Quantification of DNA Using Picogreen, Biomek, Mantis, and Omega Reader

KS USDA, St. Amand Revised on 5-July-2017

Quantification of DNA Using PicoGreen, Biomek, Mantis, and Omega reader

Preparation of Samples for Standard Curve

To standardize the DNA concentrations we must prepare a dilution of known concentrations. This is done using the λ-DNA supplied with the PicoGreen reagent. The λ-DNA standards may be saved at 4 °C and used for up to 1 month, but new standards usually works best.

In one 8 tube strip, prepare λ-DNA (100ng/ul) by vortexing and centrifuging and following the table below. Write the date on the strip.

Well Number / (Low Vol) Microliters of λ-DNA:TRIS (total vol. varies) / STD λ-DNA conc. (ng/µL)
1 / 10:0 / 100
2 / 8:2 / 80
3 / 6:4 / 60
4 / 6:9 / 40
5 / 5:20 / 20
6 / 5:45 / 10
7 / 5:95 / 5
8 / 0:50 / 0

Preparation of PicoGreen-TE

Prepare a PicoGreen-TE in a foil covered bottle. Use the PicoGreen reagent at dilution of 200X. PicoGreen must be protected from light.

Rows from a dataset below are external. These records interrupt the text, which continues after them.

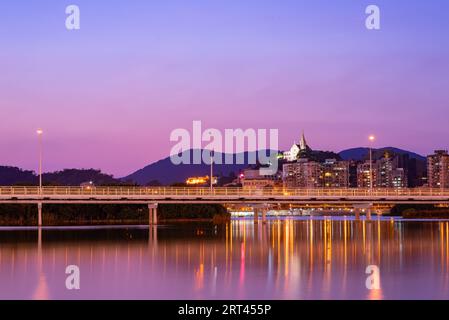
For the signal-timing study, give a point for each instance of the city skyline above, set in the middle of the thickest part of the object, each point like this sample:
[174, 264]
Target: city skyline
[123, 82]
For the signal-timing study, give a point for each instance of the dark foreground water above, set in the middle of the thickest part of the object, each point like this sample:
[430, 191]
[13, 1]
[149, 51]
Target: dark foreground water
[286, 259]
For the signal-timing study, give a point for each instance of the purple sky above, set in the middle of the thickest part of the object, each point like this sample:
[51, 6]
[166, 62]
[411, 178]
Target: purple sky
[108, 95]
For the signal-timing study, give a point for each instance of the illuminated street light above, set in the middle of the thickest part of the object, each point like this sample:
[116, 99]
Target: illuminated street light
[40, 132]
[371, 138]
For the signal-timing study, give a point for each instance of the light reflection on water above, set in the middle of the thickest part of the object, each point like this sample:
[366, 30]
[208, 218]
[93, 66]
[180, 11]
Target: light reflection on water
[318, 258]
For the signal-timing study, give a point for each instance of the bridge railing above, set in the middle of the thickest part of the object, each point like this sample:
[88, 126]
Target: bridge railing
[122, 191]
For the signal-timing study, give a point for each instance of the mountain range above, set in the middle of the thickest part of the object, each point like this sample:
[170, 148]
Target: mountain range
[164, 172]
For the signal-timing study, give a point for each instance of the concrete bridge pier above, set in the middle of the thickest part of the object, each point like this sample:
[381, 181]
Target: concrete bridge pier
[264, 215]
[368, 213]
[357, 213]
[256, 215]
[39, 214]
[366, 206]
[152, 213]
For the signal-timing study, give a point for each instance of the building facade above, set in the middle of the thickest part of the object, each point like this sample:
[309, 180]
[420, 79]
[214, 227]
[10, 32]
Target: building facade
[311, 174]
[386, 171]
[438, 169]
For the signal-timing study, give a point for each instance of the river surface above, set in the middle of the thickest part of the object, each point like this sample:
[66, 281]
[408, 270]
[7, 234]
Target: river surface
[297, 258]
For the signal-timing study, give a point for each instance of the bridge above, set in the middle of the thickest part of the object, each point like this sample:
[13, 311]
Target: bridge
[258, 198]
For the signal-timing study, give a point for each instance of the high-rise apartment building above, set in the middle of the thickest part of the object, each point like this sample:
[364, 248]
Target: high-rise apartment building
[438, 169]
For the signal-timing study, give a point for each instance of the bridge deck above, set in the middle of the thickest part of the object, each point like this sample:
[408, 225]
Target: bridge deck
[217, 195]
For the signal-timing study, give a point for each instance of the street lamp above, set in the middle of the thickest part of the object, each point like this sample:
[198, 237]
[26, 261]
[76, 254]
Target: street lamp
[40, 132]
[371, 138]
[212, 154]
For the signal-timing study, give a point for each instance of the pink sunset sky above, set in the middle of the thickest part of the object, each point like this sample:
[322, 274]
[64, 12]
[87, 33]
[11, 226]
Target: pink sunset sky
[109, 95]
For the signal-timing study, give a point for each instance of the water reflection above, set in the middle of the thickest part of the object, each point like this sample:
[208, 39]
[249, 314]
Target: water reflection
[284, 259]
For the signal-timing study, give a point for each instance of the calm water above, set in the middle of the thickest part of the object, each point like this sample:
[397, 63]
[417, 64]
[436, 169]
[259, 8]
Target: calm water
[285, 259]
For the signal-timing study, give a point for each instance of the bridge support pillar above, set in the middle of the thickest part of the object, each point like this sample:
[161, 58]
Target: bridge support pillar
[256, 215]
[368, 213]
[357, 213]
[264, 215]
[152, 213]
[39, 214]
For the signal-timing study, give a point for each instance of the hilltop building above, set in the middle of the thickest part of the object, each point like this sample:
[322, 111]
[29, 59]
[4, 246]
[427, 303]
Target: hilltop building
[297, 151]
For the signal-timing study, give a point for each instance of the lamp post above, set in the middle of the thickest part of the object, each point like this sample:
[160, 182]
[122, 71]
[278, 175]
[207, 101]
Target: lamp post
[211, 170]
[371, 139]
[40, 132]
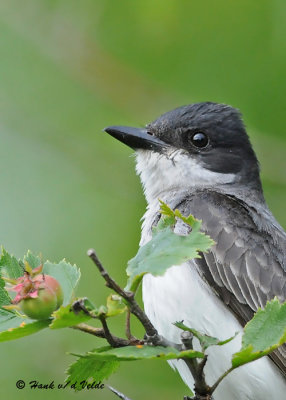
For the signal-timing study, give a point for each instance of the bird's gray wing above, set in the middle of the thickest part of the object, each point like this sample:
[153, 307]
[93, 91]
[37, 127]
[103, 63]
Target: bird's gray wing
[246, 266]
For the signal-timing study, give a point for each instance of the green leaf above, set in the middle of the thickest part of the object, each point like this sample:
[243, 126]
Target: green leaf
[4, 296]
[115, 305]
[68, 276]
[164, 250]
[263, 334]
[33, 260]
[65, 316]
[205, 340]
[87, 367]
[140, 352]
[24, 329]
[10, 266]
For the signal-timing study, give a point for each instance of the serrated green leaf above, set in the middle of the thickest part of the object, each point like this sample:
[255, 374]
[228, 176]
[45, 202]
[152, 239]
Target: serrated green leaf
[205, 340]
[23, 330]
[4, 296]
[164, 250]
[263, 334]
[67, 275]
[33, 260]
[115, 305]
[65, 317]
[140, 352]
[87, 367]
[10, 266]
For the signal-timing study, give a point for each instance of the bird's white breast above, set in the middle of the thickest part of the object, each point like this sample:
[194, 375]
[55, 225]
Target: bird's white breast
[181, 294]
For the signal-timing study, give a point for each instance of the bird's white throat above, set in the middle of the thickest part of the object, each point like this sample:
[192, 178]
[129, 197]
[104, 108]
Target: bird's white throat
[174, 170]
[182, 294]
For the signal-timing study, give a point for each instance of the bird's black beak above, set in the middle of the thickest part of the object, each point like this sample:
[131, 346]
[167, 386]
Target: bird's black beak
[136, 138]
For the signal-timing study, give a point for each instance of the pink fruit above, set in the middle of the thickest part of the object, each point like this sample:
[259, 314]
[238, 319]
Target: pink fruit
[53, 284]
[38, 296]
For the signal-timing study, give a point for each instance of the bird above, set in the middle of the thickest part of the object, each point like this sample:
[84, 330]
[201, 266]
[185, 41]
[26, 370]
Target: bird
[199, 159]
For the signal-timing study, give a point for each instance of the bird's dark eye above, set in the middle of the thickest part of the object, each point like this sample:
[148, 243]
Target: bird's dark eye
[200, 140]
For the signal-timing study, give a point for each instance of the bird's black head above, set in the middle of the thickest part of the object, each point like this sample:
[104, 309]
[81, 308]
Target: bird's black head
[208, 139]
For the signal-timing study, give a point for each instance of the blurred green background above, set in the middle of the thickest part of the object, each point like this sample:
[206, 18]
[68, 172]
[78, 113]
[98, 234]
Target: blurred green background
[69, 68]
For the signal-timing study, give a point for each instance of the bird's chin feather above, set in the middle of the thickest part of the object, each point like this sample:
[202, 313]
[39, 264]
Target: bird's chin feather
[172, 170]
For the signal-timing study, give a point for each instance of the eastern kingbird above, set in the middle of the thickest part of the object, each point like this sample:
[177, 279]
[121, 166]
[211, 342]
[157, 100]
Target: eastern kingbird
[198, 158]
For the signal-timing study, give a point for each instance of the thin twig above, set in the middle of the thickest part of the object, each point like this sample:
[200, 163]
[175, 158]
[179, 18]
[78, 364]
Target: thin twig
[202, 390]
[127, 327]
[119, 394]
[99, 332]
[107, 333]
[128, 296]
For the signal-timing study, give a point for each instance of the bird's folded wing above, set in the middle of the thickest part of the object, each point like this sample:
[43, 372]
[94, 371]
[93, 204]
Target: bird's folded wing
[246, 266]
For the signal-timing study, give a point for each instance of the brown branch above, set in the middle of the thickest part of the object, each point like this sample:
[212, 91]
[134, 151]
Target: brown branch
[128, 329]
[202, 390]
[127, 296]
[119, 394]
[99, 332]
[108, 336]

For each DNA plate to be quantified add:

·  19.9 ml 1x TE

·  100 µL PicoGreen

Protect from light and mix by swirling bottle or spinbar. (An additional 7.960 mL TE with 40µL PicoGreen is needed for the standards and overage.)

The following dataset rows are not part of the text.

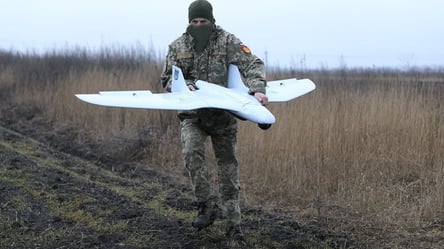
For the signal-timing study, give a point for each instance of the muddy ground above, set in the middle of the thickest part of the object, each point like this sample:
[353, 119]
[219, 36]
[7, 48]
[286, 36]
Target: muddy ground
[57, 194]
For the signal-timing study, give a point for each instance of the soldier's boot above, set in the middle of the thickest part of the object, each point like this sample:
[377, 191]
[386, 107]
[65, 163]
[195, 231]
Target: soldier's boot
[206, 215]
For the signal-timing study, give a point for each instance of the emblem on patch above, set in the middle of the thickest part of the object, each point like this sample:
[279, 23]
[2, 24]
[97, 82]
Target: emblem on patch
[245, 49]
[176, 74]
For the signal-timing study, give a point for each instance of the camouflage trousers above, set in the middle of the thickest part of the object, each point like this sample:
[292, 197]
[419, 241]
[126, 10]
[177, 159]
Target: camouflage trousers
[194, 133]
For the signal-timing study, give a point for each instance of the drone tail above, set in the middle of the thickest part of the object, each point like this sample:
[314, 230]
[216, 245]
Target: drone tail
[178, 81]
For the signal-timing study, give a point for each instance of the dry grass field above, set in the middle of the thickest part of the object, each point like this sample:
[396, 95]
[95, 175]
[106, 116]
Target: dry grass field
[364, 151]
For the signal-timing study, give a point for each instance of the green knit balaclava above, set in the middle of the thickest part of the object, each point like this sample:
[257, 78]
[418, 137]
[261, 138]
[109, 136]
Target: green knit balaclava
[201, 33]
[202, 9]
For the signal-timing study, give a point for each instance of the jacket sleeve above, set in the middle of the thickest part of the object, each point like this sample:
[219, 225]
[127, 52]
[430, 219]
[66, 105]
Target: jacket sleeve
[251, 67]
[165, 77]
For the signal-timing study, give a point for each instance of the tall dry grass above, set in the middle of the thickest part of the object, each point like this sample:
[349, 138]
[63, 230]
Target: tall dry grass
[370, 141]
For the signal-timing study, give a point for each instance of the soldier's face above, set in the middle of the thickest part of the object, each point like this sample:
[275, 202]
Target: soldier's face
[199, 21]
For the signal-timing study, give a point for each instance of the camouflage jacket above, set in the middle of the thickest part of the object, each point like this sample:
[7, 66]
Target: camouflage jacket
[211, 65]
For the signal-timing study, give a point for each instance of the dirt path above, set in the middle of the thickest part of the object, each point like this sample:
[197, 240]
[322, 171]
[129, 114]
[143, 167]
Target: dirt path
[50, 199]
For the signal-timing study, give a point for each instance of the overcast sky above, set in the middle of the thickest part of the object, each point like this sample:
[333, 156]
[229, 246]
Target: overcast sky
[309, 33]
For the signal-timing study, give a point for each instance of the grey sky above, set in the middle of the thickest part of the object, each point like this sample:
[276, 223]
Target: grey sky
[310, 33]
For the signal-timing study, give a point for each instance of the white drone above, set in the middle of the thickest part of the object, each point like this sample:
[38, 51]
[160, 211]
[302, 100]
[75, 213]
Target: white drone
[234, 98]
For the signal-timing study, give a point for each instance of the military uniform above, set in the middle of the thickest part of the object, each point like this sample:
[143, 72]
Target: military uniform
[211, 65]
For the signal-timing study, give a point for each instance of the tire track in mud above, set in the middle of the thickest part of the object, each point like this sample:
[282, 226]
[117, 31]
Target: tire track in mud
[51, 199]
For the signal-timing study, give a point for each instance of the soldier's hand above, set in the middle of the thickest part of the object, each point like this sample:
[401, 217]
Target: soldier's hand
[261, 98]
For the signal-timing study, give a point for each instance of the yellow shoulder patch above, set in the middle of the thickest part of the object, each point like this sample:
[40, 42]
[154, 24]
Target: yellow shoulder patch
[245, 49]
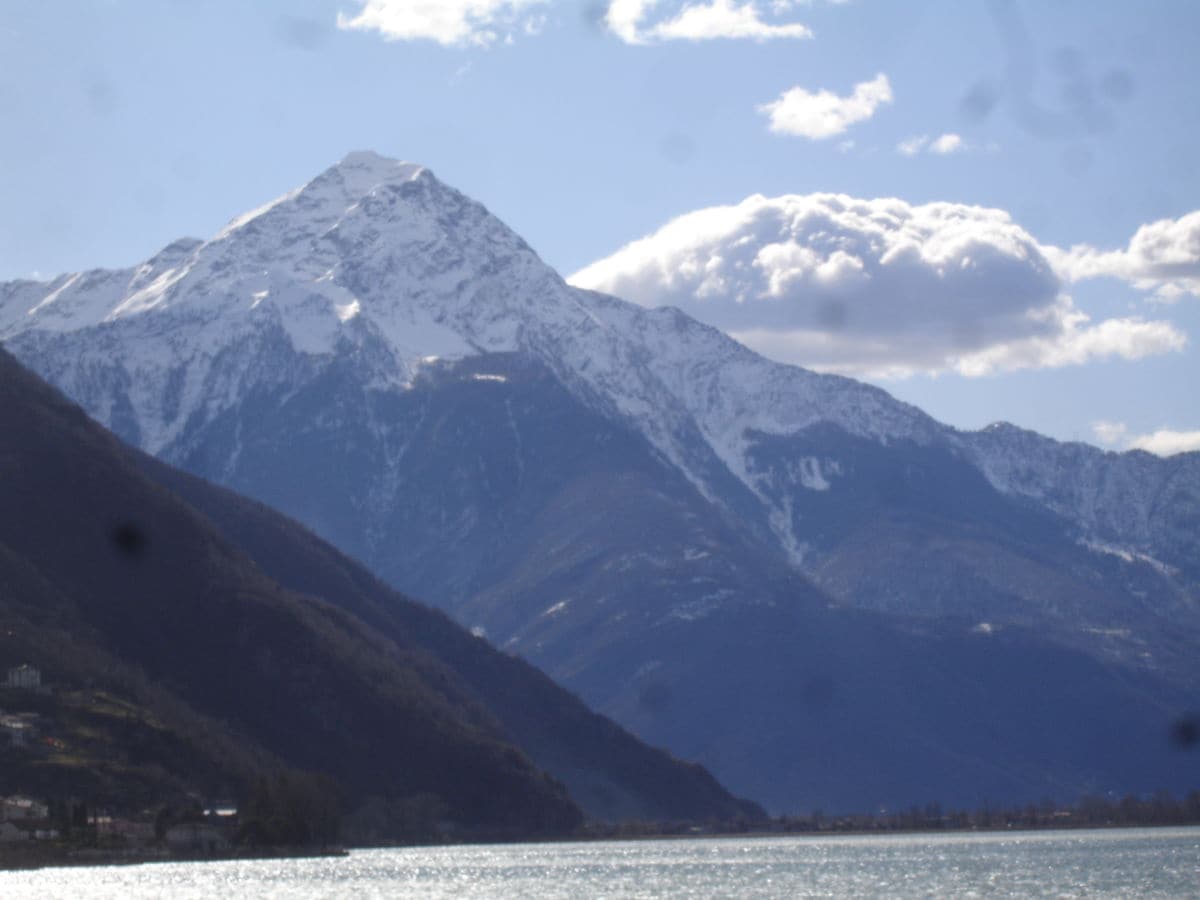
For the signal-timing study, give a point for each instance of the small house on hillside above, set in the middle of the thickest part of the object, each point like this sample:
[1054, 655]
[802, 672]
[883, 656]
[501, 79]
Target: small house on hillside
[16, 809]
[24, 677]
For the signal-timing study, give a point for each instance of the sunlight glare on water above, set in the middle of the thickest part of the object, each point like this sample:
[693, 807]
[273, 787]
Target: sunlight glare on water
[1066, 864]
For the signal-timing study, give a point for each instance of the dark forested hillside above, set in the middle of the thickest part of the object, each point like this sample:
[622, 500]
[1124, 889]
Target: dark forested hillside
[241, 661]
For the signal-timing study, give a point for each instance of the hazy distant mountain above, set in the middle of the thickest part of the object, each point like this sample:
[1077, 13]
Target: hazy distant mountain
[259, 646]
[820, 592]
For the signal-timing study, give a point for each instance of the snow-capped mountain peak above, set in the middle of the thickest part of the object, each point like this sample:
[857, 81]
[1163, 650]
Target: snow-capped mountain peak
[378, 259]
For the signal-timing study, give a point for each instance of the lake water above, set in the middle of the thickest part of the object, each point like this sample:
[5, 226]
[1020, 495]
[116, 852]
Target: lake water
[1103, 863]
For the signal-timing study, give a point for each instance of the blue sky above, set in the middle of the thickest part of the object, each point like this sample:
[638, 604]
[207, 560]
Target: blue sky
[995, 162]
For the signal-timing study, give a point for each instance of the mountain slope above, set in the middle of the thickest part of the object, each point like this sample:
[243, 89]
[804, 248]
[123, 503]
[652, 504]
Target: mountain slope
[271, 640]
[594, 484]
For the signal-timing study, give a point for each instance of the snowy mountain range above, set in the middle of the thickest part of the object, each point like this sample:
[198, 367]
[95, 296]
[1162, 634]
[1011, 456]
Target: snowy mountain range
[615, 492]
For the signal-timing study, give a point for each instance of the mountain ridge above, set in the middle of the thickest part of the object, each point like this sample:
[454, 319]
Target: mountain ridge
[567, 471]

Preparation of λ-DNA Standards

In a new Costar (or Brand) black plate:

·  Add 200 µL 1x PicoGreen-TE to 8 wells of a column on the plate.

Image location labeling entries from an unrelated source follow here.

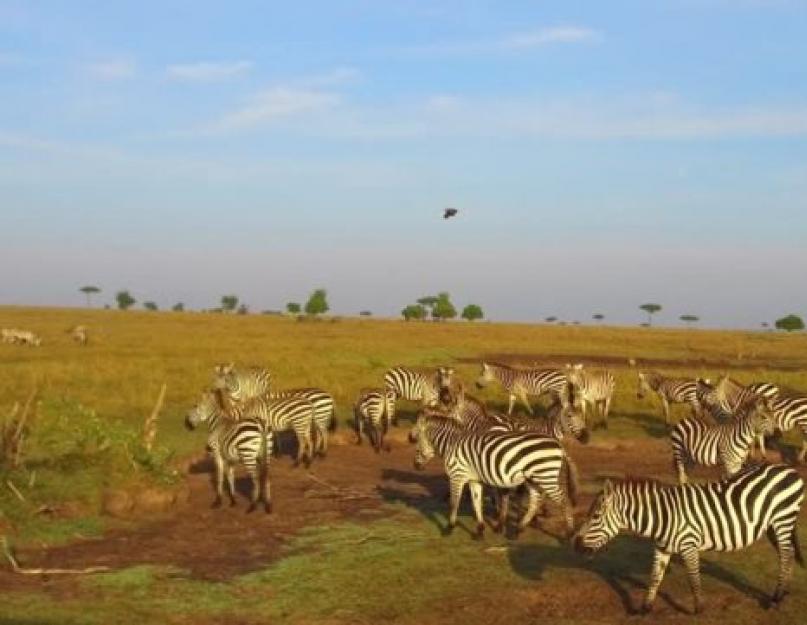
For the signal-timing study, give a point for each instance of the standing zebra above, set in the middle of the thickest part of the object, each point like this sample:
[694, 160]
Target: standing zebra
[669, 390]
[593, 387]
[373, 412]
[726, 445]
[720, 516]
[521, 383]
[247, 442]
[287, 413]
[504, 460]
[409, 384]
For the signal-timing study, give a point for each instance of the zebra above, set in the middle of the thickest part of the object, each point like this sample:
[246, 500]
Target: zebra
[504, 460]
[521, 383]
[415, 386]
[669, 390]
[728, 515]
[247, 442]
[373, 412]
[726, 445]
[595, 388]
[279, 414]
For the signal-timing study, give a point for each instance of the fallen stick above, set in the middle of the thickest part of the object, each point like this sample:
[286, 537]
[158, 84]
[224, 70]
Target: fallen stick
[15, 566]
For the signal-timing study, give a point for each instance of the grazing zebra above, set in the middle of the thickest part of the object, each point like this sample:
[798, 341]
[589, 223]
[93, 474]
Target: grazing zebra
[286, 413]
[503, 460]
[521, 383]
[415, 386]
[719, 516]
[669, 390]
[247, 442]
[373, 412]
[726, 445]
[593, 387]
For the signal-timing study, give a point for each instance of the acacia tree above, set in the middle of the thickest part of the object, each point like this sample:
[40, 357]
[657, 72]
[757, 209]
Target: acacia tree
[125, 300]
[317, 304]
[89, 291]
[650, 309]
[472, 312]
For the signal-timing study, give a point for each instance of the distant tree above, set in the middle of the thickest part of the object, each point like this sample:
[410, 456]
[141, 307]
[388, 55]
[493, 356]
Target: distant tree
[650, 309]
[791, 323]
[317, 304]
[414, 311]
[443, 309]
[229, 302]
[89, 291]
[125, 300]
[472, 312]
[689, 319]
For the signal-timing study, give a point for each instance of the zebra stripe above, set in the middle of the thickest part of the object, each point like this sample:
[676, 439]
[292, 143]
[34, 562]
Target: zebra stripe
[248, 443]
[522, 383]
[373, 412]
[720, 516]
[594, 388]
[726, 445]
[504, 460]
[669, 390]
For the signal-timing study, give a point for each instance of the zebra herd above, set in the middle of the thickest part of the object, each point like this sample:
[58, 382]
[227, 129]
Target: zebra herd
[480, 447]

·  Vortex, spin, and transfer 2µL λ-DNA from the 8 tube strip using a precision 2 µL pipetter.

·  Use Biomek script to mix the standards or mix 10x by hand using 200 ul volume.

·  Set the standards aside in the dark.

Preparation of Samples

DNA samples in plate format. Prepare DNA plate by thawing, vortexing, and spinning down.

In a new Costar (or Brand) black plate:

·  For each sample plate, use the Biomek script to pool samples with PicoGreen-TE.

·  Add PicoGreen-TE to reservoir, black plate, p50 sample tips, p200 PicoGreen-TE tips, and DNA to robot deck.

·  The script will add 200 µL of PicoGreen-TE and 2 ul of sample to each well and mix 12X.

·  Cover the plates and protect from light.

Read Florescence of Plates using the Omega reader

DNA samples must incubate at room temperature for at least 5 minutes prior to reading. Protect samples from light.

Using the Omega reader:

·  Turn on the Omega, open the Omega software, select the PicoGreen script button.

·  Insure that the following settings are correct: Excitation = 485, Emission = 520, Gain = 800, and that the optics are set to 6 mm.

·  Name the plate in the ID1 field, press run, and the plate will be read. Read the standard plate and all sample plates the same way.

·  Output files will be in the "Data" folder on the desktop. Copy all files Dolly or a USB disk. The files in the "Data" folder are erased often. Backup your data.

Use the Excel Calculator to Convert Florescence to DNA Concentration

Get the "PicoGreen-Mantis Calculator" from our website.

Using the Calculator:

·  Paste the standard data and the sample data into the appropriate locations using the "Paste Values" option.

·  Adjust the desired final concentration, desired maximum volume, and current well volume in the blue fields. Do not change any other locations of the calculator.

·  Check that no wells have exceeded the maximum volume.

·  The sheet will calculate the current (stock) concentrations in ng/ul, the amount of TRIS (or water) to add to get the desired concentration, and the final concentrations after dilution.

·  Copy the Mantis volumes into another file and use the Mantis to dilute the original plate or an aliquot from the original plate.